Taking full advantage of a Tepper School education also means focusing on behavioral skills, such as effective communication and organizational management, in addition to the technical courses. Singh learned early on that success in business requires a focus on people skills, and that while any technical skill can be hired, you cannot outsource the ability to communicate well and manage people effectively.

Perhaps it was these skills that helped Singh become the type of manager who would eventually move on to lead his own company.

After watching the financial crisis unfold and deciding that he wanted to work for a smaller company, Singh and two of his partners decided to start their own bank. That is when they bought BankUnited, a Florida bank that failed in 2009.

“For the last eight years we have been building a new bank. It’s somewhat of a combo of a startup and failed bank deal,” he said. Since Singh and his partners purchased BankUnited in 2009, the bank has grown to approximately $27 billion in size with about 1,700 employees and 100 branches.

Recognizing that private equity is a short-term solution not favored by bank regulators, and that eventually BankUnited would need public money and major bank investors as shareholders, they took the company public in 2011. Singh said that going public was a natural progression for the company.

Finally, Singh provided the audience with one concluding piece of advice, stressing the importance of work-life balance, and not making the mistake of skipping vacation time.

“Life is not just what you do at work, it’s also what you do at home.
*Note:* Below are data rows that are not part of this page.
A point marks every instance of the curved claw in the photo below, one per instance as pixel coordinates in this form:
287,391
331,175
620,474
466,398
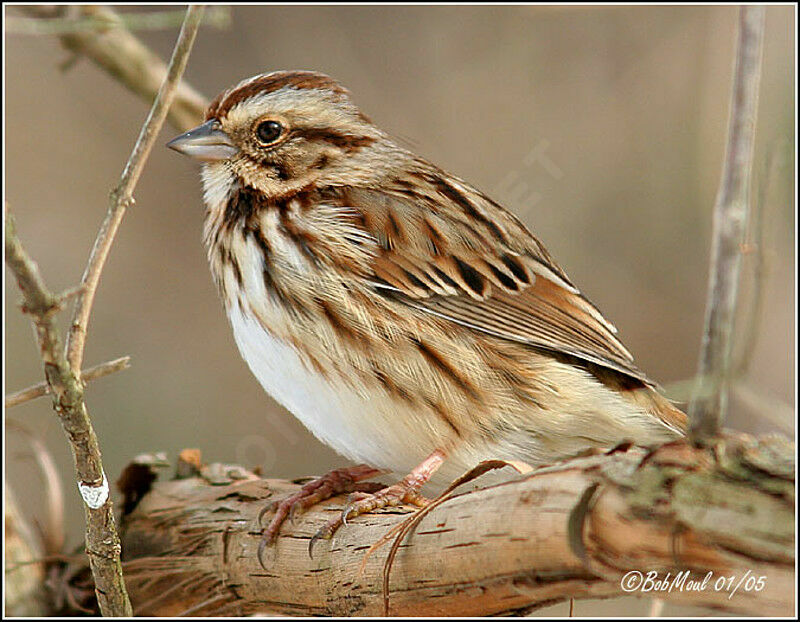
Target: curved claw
295,511
270,507
320,535
262,547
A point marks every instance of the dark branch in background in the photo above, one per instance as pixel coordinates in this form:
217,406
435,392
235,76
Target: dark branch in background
62,367
126,58
98,21
122,195
707,408
93,373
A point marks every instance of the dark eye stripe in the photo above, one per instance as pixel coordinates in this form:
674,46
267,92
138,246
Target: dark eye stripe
269,131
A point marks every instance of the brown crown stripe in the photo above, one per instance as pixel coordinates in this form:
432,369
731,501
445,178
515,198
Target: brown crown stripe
347,142
269,83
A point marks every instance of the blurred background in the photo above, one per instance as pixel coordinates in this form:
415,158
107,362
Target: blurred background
602,127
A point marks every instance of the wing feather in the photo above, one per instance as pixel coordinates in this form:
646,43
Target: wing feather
447,250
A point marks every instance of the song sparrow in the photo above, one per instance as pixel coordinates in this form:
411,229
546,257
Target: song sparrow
404,317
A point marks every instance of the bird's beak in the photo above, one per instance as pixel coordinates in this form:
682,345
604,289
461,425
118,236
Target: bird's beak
206,142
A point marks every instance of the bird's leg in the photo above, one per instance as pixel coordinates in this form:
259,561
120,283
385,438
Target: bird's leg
405,491
329,485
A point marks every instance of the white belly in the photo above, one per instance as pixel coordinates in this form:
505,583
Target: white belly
365,427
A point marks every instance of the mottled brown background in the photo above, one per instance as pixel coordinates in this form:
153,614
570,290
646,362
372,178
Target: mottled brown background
602,127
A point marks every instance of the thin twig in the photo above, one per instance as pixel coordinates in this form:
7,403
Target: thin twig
122,195
102,540
93,373
125,58
216,17
730,218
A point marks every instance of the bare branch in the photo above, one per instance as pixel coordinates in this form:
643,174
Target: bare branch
102,541
216,16
571,530
730,219
127,59
53,536
122,195
93,373
62,367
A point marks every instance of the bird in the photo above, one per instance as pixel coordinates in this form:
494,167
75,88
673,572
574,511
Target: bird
407,319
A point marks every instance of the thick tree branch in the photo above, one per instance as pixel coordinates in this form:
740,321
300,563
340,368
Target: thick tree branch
102,541
126,58
707,408
573,530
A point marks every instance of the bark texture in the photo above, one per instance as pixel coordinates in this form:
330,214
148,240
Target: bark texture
572,530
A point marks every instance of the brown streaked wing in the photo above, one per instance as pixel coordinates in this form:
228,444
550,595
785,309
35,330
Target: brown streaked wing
437,258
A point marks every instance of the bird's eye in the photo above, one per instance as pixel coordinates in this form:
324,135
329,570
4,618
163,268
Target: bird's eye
269,131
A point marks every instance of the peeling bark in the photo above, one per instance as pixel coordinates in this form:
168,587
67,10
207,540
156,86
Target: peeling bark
572,530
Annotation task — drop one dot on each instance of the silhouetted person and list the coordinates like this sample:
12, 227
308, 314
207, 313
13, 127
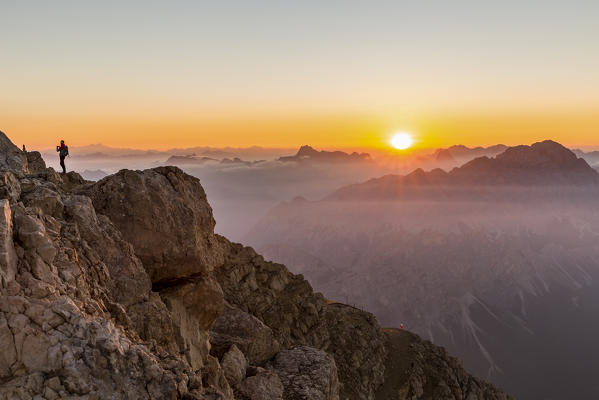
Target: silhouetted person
63, 151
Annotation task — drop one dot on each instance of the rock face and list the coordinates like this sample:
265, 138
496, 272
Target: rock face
120, 289
417, 369
164, 214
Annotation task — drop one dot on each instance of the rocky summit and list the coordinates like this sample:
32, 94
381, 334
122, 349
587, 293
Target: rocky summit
120, 289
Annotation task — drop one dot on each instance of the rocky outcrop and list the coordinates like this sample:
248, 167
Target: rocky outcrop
417, 369
306, 373
164, 214
11, 157
120, 289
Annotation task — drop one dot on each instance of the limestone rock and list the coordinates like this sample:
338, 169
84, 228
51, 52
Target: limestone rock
35, 162
307, 373
164, 214
239, 329
360, 356
116, 289
194, 305
265, 385
8, 256
426, 371
234, 365
12, 158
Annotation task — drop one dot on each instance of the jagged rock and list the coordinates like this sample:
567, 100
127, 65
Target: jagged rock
268, 291
234, 365
10, 187
114, 296
35, 162
360, 356
194, 305
236, 328
12, 158
265, 385
307, 373
300, 317
164, 214
425, 371
8, 256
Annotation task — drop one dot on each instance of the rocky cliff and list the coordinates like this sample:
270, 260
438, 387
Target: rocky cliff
120, 289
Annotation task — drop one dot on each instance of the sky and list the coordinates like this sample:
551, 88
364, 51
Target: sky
332, 74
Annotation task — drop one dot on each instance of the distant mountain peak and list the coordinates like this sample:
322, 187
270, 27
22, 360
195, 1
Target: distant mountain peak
545, 163
306, 150
308, 153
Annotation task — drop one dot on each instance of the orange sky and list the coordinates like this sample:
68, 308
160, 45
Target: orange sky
324, 131
247, 73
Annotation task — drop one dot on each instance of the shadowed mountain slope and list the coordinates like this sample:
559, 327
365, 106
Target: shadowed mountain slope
121, 289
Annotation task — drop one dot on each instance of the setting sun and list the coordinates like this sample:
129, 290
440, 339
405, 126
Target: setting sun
402, 140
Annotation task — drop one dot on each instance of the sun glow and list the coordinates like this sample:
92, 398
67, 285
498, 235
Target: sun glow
402, 140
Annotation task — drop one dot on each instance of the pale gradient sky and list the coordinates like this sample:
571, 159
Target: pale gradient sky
155, 74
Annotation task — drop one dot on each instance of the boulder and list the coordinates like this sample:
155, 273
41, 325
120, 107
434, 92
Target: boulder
35, 162
8, 256
265, 385
234, 365
251, 336
306, 373
164, 214
193, 306
13, 159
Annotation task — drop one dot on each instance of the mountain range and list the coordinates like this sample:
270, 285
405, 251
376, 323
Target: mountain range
547, 164
120, 289
496, 260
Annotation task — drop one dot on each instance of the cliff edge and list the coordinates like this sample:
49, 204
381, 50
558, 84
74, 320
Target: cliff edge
120, 289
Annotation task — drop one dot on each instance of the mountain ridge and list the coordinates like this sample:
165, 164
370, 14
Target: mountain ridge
541, 164
121, 289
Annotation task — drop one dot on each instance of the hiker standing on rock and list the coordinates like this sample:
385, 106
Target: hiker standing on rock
63, 151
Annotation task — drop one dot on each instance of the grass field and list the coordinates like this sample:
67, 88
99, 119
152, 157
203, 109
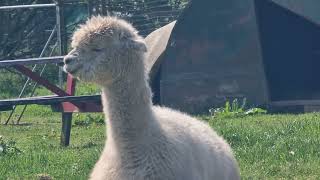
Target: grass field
266, 146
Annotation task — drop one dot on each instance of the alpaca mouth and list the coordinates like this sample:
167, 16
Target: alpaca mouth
73, 70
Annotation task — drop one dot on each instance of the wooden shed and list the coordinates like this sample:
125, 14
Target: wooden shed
262, 50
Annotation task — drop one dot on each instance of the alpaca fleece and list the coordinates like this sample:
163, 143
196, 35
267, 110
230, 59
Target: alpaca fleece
144, 142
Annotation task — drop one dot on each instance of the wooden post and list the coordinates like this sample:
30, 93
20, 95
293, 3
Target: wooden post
66, 117
66, 129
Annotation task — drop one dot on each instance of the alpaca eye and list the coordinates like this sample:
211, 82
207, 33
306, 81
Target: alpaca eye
96, 49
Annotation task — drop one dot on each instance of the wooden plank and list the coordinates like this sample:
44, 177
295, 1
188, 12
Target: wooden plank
48, 100
44, 60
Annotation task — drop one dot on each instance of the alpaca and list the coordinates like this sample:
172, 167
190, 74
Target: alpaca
144, 142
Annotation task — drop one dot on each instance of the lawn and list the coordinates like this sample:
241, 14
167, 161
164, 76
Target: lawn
266, 146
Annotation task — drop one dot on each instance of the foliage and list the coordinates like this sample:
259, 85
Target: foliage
88, 119
266, 147
234, 109
8, 147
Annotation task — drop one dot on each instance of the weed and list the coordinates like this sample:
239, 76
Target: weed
235, 109
8, 147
Work-life balance is hard, and it’s something that you need to address early in life,” he said.

Prior to his tenure at BankUnited, Singh led the financial services practice of WL Ross & Co., a private equity firm and one of the original investors in BankUnited. He also served in senior leadership positions within the banking industry, including executive vice president for Capital One’s banking segment, head of corporate strategy and development for North Fork Bank, and managing director of corporate strategy and development at FleetBoston Financial Corporation.

Singh started new year with a new opportunity when he officially became President and Chief Executive Officer of BankUnited on Jan. 1, 2017.